There is a special smell in that house. Not an ugly smell. Not smell of old people. It’s her perfume, her hand cream and smell of clean, of scrubbed, not of new. I wonder what they are doing now. I imagine them as peeved about this unyielding rain as I am. She is in the kitchen, knocking wooden utensils about, pots clamoring for want of space. She’s wearing the plastic bonnet that hangs on her forehead, on her glasses, pressed hair sticking out of it in tufts. She pushes it back with her clean wrist. I say she looks medieval and she shoos me out of the kitchen. “You’ll catch smell of food,” she says. And then she embraces the “good” coats in the hall-stand and takes them to the other end of the house, lays them on the bed in a distant bedroom, lest they catch “food smell” too.

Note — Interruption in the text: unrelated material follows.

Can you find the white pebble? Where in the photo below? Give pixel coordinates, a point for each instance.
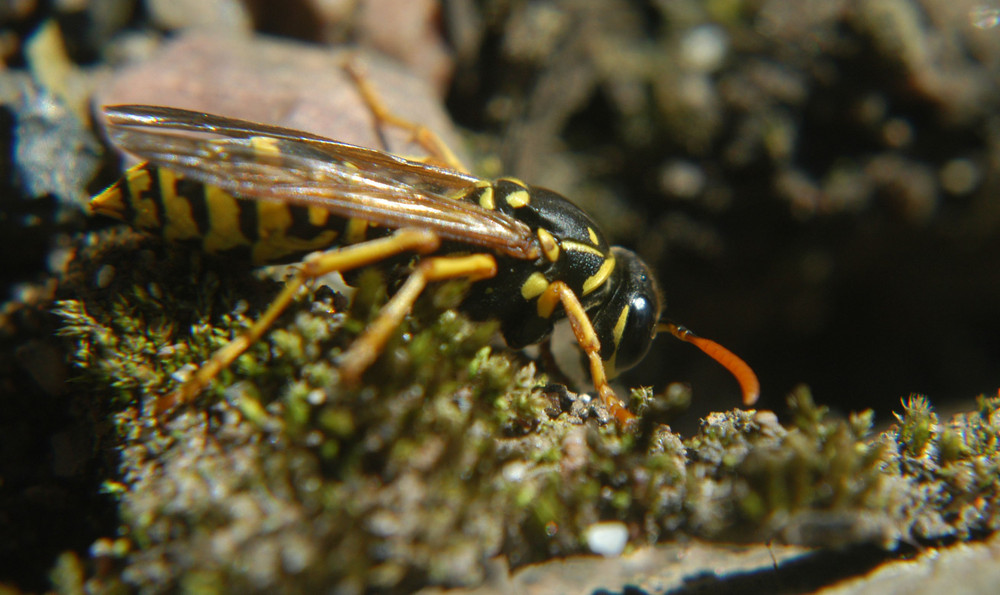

He’s in the living-room, sitting cross-legged on one of the two side-by-side armchairs. He holds the newspaper as you’d hold a map. Through thick brown-rimmed glasses he peruses important pieces of sport news, I am sure. No, I’m wrong. It was economics he was reading. Should it surprise me: as if he doesn’t spend every day teaching that to an amphitheater of students. If I don’t make an audible noise he doesn’t detect my presence until I’m in the middle of the room. “Whatcha doing?” he asks. “Looking for something to read,” I say inspecting the bookshelves. Then, inquiring: “Have you seen Foucault’s Pendulum?” He ignores his paper to look at me, then at the bookshelf, a considering look. I’ve already moved to the other bookshelf, too fast to follow, and in a microsecond declare with satisfaction: “Found!” “So fast, you are,” and it takes him a moment for the sudden changes of situation to register. I crash in the armchair next to him and read the preface. Curiously he peers into my book, newspaper paused. “Umberto Eco,” he enunciates, then “Ecco,” with an Italian ring. “Ecco!” he chants. I laugh. He with his newspaper, I with my Ecco.

She speeds through the living room on her way to the balcony. She is going to water the geraniums. “Why don’t you turn on the TV?” she says in passing, seeing us both sitting there in silence. Cold air is now coming through the open balcony door, numbing my toes. “Nah,” I say. Then I follow her to the balcony to see what she does.